The Trade Donald Trump Hates – But One Top Investor Loves
Wipe the crust out of your eyes—it’s gonna be another long day.
World markets are reeling. Investors are slamming U.S. stocks before the morning bell. And oil is punching down to more 12-year lows.
So what are you doing about it?
I recently said you should keep a list of stocks you’d like to buy if they fell back to a price you liked. Have you done it? If you have, you’re in good company. And today we’re prying a name from the list of one of the biggest fish in the biz…
I’m talking about Greenlight Capital’s David Einhorn. Dave’s a billionaire—and he didn’t acquire his cash stash by accident. His fund has returned nearly 17% annually to investors since its 1996 inception.
There have been some bumps along the way. 2015 was one of them. Greenlight lost more than 20% last year. Mainly because they were short Netflix and Amazon—the top two stocks in the S&P 500. And as Einhorn concedes in a letter to partners, Greenlight’s worst performing investments were its biggest positions. Eek!
But I wouldn’t bet against Einhorn in the long run. Even though this market has whipped him good, he’s still finding ways to put his money to work.
Just check out his latest big trade: Macy’s (NYSE:M). That struggling retailer burning piles of cash and closing stores left and right… That former peddler of Donald J. Trump branded shirts and ties that now finds itself slammed on national TV… That Macy’s.
Macy’s was torpedoed last year. After topping out above $70 in July shares sank well below $40. No surprise there. Even if you didn’t know jack about Macy’s, you know the market’s crushed retail stocks over the past six months.
Blame it all on Amazon. As I said earlier this month, Amazon has knocked Walmart off its throne as King Retailer. Amazon’s market-cap jumped above Walmart’s for the first time ever last July when its shares rocketed higher on upbeat earnings. Amazon hasn’t looked back since. “E-tail” wins, while traditional retailers like Walmart and Macy’s get nailed…
But 2016 has been a weird year. One of the big surprises so far has been a sharp rebound in the brick and mortar retailers everyone supposedly hates. Walmart has quietly started sneaking higher after a dreadful 2015. And now Macy’s might be showing signs of life. It’s a bottom fisher’s dream—assuming you’ve found the right fishing hole.
Activist hedge fund Starboard Value is already onboard the Macy’s bandwagon. And Einhorn revealed his own stake in the troubled retailer yesterday.
While these two groups are in this turnaround play for the long haul, the charts show reason for optimism in the near-term, too.
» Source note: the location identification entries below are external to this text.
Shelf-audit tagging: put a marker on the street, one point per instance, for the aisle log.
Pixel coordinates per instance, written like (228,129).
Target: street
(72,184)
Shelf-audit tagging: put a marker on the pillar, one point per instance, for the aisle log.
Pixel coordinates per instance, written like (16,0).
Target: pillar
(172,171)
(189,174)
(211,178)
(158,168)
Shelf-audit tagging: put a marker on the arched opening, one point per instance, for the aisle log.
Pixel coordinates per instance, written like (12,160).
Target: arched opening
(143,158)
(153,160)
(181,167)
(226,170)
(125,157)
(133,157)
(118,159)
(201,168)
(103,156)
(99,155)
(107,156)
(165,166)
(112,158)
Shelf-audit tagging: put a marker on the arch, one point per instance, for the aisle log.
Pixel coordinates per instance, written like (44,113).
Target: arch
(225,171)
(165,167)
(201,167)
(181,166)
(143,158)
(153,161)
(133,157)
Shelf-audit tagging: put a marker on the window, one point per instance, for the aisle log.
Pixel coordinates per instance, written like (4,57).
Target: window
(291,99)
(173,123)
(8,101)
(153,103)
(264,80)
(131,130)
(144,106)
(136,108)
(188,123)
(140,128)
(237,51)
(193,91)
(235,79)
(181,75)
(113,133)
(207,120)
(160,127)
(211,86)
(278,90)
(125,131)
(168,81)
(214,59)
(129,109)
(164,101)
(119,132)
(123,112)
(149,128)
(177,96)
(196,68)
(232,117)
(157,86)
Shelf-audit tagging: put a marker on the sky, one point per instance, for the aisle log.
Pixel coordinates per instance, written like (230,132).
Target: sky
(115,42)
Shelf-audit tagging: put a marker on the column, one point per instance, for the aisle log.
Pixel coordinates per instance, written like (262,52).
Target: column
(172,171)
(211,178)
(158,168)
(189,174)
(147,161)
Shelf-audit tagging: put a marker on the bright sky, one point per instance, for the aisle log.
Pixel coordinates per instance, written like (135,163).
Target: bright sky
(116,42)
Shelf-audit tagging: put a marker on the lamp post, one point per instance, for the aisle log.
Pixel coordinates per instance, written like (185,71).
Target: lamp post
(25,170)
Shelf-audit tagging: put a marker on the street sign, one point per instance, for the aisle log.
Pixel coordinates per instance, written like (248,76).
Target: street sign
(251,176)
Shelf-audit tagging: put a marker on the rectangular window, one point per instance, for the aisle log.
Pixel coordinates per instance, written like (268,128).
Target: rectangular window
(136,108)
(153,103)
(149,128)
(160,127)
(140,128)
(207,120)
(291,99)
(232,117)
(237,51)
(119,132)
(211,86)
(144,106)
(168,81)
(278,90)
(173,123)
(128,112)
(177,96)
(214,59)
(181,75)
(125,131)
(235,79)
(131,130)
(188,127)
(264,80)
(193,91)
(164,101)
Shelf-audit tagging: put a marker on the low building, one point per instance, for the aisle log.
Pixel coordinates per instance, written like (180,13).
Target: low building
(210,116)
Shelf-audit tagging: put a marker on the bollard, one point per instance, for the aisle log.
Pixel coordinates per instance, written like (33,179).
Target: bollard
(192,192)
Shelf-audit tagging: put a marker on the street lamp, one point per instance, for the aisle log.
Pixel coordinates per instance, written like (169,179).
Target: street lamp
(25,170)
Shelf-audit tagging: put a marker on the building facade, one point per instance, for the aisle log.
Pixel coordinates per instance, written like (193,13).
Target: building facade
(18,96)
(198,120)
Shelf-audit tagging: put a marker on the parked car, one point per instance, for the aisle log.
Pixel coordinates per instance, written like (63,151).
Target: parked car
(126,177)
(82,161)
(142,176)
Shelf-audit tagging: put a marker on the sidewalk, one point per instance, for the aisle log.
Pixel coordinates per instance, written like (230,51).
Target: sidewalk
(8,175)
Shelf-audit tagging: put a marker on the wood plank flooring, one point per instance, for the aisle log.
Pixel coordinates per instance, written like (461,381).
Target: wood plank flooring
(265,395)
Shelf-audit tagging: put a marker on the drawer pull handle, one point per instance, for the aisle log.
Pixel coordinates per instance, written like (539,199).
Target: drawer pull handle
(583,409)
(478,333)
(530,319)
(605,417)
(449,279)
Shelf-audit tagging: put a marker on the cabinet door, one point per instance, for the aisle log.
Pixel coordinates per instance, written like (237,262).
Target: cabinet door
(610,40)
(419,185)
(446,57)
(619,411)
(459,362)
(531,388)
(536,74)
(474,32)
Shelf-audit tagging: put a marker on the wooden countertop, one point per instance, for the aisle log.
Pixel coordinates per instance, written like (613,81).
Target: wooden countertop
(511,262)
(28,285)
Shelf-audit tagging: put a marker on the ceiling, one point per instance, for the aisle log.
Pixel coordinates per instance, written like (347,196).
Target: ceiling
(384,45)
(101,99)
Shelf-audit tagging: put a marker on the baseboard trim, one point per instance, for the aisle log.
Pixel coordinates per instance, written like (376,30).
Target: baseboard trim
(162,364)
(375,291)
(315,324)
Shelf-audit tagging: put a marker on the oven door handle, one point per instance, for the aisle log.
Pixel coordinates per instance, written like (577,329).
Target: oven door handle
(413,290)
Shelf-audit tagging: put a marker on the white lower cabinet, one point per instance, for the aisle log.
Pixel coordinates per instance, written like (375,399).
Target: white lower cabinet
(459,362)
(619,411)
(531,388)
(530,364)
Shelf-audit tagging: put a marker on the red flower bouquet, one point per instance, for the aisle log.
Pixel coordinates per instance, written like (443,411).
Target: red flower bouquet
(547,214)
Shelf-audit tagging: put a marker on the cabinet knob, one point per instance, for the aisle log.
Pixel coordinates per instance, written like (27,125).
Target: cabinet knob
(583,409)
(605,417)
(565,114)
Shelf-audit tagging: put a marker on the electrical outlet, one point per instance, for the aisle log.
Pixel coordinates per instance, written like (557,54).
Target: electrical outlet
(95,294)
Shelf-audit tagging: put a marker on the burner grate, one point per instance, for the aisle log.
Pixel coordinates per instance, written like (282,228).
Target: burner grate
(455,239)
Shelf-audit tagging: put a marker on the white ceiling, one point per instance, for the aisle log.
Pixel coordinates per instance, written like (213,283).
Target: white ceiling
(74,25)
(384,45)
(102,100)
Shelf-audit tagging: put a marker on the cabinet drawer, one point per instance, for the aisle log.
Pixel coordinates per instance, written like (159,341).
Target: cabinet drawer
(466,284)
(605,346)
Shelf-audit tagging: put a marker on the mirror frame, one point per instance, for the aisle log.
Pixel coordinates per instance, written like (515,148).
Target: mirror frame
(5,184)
Take a gander:
After six months of hell, Macy’s shares looks like they’re mustering up their best attempt at a bottom. The stock received a nice pop with the announcement that Einhorn acquired a position. And we even see shares poking their heads above the 50-day moving average—a feat that last happened when the stock was near its highs last July…
While I don’t think it’s prudent to go “all-in” on a stock like this, buying a small taste with a stop just south of $35 isn’t a bad deal in this market. If you’re a trader who’s been practicing sound risk management, you should have a few bucks on hand to dump into some longer-term speculative plays.